ドイツの公共放送ARD,ZDF,ドイチュラントラジオは10月4日,従来の放送受信料に替わって2013年1月に導入された全世帯徴収の放送負担金の収入予測を初めて公表し,期待通りの収入規模になる見込みだとした。

公共放送によれば,2013年の放送負担金収入は75億7,000万ユーロ(約1兆260億円)となり,2012年の受信料収入より8,000万ユーロ(約110億円)増え,約1%増となる見込みである。内訳は,世帯からの収入は微増,事業所からの収入は微減するという。公共放送は,1%増という数字は一般物価上昇率より低く,また2009年から2012年まで受信料収入が1.5%減になっていたことを考慮に入れると,多すぎもせず少なすぎもしない,期待通りの「ほぼ正確な着地」だと評価した。

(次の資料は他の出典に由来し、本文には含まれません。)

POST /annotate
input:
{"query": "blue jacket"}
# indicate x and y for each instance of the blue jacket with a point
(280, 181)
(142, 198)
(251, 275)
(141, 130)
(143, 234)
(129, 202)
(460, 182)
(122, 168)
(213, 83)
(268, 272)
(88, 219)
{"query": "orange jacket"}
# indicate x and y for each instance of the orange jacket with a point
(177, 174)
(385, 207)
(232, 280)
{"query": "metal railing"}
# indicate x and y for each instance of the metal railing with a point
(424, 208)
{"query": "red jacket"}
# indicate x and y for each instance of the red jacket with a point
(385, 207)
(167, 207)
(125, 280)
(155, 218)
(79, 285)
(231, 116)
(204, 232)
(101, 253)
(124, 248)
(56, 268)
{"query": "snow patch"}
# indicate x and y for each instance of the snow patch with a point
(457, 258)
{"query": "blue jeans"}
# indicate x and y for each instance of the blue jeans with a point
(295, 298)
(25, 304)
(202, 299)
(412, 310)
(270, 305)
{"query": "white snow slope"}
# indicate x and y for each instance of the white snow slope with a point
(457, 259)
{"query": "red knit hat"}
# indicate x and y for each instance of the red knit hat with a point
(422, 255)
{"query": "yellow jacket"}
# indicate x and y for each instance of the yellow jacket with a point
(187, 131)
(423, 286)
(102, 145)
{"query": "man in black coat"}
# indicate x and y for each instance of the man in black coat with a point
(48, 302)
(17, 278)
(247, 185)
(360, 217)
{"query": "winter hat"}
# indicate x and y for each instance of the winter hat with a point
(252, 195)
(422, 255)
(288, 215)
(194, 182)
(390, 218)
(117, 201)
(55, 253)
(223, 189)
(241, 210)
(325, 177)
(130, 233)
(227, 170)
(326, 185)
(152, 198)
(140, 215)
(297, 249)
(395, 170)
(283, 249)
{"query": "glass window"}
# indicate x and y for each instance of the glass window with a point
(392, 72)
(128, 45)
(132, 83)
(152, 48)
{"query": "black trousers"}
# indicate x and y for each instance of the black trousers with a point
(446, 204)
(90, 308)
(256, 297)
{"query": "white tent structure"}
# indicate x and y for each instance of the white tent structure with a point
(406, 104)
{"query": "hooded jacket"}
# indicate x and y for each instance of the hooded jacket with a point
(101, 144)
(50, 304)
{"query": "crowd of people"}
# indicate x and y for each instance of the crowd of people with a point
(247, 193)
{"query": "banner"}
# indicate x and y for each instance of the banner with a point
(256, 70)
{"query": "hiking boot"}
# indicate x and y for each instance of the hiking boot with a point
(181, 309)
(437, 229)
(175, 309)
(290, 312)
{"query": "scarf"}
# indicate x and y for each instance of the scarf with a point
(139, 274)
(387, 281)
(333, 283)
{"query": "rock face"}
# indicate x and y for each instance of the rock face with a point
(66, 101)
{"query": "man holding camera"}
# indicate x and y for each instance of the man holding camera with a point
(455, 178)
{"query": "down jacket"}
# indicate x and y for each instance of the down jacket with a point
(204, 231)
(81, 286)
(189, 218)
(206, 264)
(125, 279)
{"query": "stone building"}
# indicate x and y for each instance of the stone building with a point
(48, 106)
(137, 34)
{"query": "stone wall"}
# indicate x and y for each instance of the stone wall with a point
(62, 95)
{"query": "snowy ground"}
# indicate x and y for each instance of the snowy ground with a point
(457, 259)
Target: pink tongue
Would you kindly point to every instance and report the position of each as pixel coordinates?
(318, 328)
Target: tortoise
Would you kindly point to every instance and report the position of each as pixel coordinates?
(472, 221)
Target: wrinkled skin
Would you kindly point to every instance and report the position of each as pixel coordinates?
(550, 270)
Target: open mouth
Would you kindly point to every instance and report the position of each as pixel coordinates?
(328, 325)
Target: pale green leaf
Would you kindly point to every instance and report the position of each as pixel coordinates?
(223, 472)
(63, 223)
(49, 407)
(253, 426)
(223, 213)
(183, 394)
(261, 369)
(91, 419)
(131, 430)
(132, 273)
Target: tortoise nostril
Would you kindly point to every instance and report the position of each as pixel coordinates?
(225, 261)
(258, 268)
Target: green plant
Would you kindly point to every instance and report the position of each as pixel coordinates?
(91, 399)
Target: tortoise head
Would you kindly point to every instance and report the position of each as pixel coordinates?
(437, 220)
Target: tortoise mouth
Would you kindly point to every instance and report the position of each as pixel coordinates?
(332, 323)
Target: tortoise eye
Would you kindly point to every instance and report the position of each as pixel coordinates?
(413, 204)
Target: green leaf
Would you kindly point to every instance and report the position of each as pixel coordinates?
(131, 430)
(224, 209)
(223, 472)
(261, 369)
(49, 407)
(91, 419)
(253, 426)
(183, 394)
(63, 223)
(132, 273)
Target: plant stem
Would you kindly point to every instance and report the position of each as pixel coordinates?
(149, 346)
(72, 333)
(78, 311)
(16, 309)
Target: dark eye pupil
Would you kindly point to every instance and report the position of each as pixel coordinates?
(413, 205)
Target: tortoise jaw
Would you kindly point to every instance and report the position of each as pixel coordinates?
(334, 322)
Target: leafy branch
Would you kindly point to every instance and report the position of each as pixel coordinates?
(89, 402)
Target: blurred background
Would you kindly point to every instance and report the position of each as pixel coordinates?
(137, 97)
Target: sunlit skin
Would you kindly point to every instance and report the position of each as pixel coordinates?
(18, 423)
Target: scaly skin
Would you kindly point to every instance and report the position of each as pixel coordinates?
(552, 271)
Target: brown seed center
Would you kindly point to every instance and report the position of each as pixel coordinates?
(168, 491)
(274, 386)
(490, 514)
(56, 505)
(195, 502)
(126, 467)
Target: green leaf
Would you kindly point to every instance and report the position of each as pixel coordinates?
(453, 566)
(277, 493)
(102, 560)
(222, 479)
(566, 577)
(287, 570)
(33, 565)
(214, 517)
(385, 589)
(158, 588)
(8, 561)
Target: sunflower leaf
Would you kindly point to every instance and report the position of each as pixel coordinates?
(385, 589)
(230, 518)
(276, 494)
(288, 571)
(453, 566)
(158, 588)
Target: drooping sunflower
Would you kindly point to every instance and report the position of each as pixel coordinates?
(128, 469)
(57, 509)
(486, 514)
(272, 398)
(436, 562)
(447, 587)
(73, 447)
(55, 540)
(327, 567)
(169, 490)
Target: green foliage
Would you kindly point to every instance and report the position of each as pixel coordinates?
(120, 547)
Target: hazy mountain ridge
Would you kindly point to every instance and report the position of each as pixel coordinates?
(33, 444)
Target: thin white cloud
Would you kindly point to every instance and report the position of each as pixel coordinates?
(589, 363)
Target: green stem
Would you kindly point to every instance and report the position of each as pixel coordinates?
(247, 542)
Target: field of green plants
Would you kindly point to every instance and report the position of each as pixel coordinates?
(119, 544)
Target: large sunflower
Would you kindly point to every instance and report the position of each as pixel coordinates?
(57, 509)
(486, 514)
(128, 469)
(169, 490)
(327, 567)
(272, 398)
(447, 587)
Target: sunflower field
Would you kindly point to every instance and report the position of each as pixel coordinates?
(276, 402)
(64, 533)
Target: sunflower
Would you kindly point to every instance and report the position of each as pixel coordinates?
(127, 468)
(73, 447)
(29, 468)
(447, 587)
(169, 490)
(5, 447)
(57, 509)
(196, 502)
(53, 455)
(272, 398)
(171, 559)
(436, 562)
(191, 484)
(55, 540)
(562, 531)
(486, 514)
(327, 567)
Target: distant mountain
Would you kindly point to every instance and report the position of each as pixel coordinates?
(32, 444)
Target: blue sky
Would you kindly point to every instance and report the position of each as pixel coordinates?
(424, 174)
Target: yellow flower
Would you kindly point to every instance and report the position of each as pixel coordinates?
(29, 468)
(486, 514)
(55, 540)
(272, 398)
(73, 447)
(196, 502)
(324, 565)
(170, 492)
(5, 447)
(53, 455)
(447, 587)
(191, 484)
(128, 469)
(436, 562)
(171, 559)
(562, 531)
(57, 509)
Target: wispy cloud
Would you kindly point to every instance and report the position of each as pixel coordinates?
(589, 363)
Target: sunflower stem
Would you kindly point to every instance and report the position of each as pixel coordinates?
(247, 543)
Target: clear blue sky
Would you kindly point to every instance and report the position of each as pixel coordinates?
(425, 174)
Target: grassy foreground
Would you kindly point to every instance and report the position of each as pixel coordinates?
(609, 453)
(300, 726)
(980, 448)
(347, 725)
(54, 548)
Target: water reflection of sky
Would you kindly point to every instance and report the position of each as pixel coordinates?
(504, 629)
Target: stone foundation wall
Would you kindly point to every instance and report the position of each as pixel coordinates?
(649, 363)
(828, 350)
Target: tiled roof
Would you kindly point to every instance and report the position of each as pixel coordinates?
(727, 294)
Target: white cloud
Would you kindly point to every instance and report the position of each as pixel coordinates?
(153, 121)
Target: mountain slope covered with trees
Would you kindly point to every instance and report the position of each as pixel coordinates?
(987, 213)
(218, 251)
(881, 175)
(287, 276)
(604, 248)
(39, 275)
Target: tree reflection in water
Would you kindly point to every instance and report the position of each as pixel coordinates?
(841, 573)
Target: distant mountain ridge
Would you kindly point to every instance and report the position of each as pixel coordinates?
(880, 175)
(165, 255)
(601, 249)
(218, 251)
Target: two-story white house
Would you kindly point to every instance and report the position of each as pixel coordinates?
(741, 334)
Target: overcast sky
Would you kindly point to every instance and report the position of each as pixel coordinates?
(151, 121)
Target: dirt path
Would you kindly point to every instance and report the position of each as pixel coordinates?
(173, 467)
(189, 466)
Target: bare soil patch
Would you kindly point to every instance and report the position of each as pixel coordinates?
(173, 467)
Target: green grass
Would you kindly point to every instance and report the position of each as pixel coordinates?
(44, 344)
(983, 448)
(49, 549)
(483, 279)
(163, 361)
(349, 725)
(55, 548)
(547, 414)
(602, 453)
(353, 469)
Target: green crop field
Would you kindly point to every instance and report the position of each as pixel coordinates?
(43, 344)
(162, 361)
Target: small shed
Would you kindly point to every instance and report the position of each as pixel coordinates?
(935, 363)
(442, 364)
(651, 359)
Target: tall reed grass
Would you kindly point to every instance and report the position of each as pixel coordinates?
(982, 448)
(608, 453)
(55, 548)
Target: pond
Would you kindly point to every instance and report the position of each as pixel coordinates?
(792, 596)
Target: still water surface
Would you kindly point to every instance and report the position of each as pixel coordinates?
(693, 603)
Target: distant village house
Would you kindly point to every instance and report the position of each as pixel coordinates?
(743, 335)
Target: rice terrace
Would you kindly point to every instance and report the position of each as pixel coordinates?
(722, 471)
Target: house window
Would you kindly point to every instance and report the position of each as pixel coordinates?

全世帯徴収の新制度に移行するにあたっては,移行後も公共放送の収入は必要以上に増減しないことが条件とされていた。しかし,新たに支払い義務が課される世帯や,逆に支払い額が減る世帯の数の算定に十分な統計データがなかったり,また事業所についても受信機台数から従業員数に応じた徴収に変わるなど不確定要素が多く,正確な収入予測は難しかった。2013年からの放送負担金の額は,従来の月額受信料17.98ユーロ(約2,400円)のまま据え置かれたが,もし必要以上の収入増減が出た場合は,2015年に額の調整を行うことになっている。

この後,最終的な収入状況の確認と,調整が必要かどうかの判断は,2014年に入ってから独立委員会のKEF(公共放送財源需要審査委員会)が行うことになる。